I recognized this hysterical hatred of George W. Bush early on, and while I don’t agree with it, I understand it and expect it. The “right” – a lot of times myself included – pooped out a lot of hysterical, conspiratorial tripe about Bill Clinton and his cadre. Some of it was true (at least in my case I included sources, web links and the like) – like the looming threat of national gun control laws, the establishment of a National Police Force (see Bill and Al’s book Putting People First– it’s there), the establishment of Fleetwood Mac as the National Rock Act, and a bunch of other crap. In Bush’s case, well, he and his father are kind of boring people, uninspiring, dull, etc. I don’t feel a tug at my heartstrings for them (Ronald Reagan, yes – oh shut up, you don’t know what you’re talking about, I do, so grow up) so I’m not moved passionately towards defending them. I voted for them both, but there wasn’t a gush of “wow!” when I pulled the lever in their favors.

So I don’t rabidly defend Bush like some people I know (they’re slightly pathetic, too, being pro-feudalism and such) but there is an awful lot I do, in fact, like about his administration. I like most of the people he’s got in the right places (Rice, Powell, Ashcroft, et al). So you don’t? Fine, it’s a free country. Frankly, I don’t listen to the rabid Bush defenders because they are boring and have no right to gloat as often times they are WRONG – but not for the reasons you anti-Bushies would expect.

The rabid pro-Bushies argue things like the irrelevance of the United Nations, they bad mouth France too much, they’re too laissez faire – to the point of Hooverism, they don’t know their ass from a hole in the ground concerning good uses of science, medicine, lots of other things – unless it has to do with their immediate commercial potential, and they’re dicks. Besides, declaring that winning by a single vote that “the mandate was clear” worked for Bill Clinton, and him alone. It won’t, should not and will not work for “W.” In Bush’s defense, he has been restrained and has been stepping lightly (he hasn’t? Hmmm, I must not be watching the right TV newscasts) – it’s his “fans” who aren’t.

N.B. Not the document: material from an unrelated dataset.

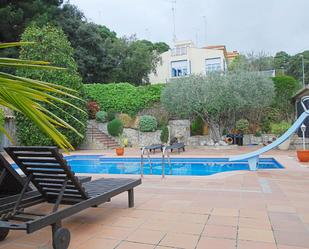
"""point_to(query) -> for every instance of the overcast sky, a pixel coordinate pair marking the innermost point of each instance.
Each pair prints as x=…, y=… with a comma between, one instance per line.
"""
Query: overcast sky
x=243, y=25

OK, so there are all these protests and such. I listened to Bishop Desmond Tutu and others. War bad, peace good. Can’t go against that.

Am I for a war with Iraq? No. I am for playing chess with Iraq. I am, however, for wiping North Korea off the globe, no prisoners, nada, God will sort them out.

With that being said, I think that the right questions to ask, say, your neighbor, regard the amount of money being spent, and at the ready for spending on, a war with Iraq vs. the condition of your public schools and the starvation wages paid to teachers. Then ask yourself, and your friends, why the private citizens of the USA spend an awful lot of money, every week, on bad movies compared to the annual operating budget for your public schools. And remind yourselves that Ray Romano gets $800,000 for each episode of “Everybody Loves Raymond.” That’s a lot of money for someone whose product is a half-hour of marginal entertainment, isn’t it? How much does your local public library need to operate for an entire year? Did you know that Catherine Zeta-Jones has publicly stated that $1.5 million isn’t a lot of money. I guess not – at least to the Hollywood-Industrialist-Military Movie Complex.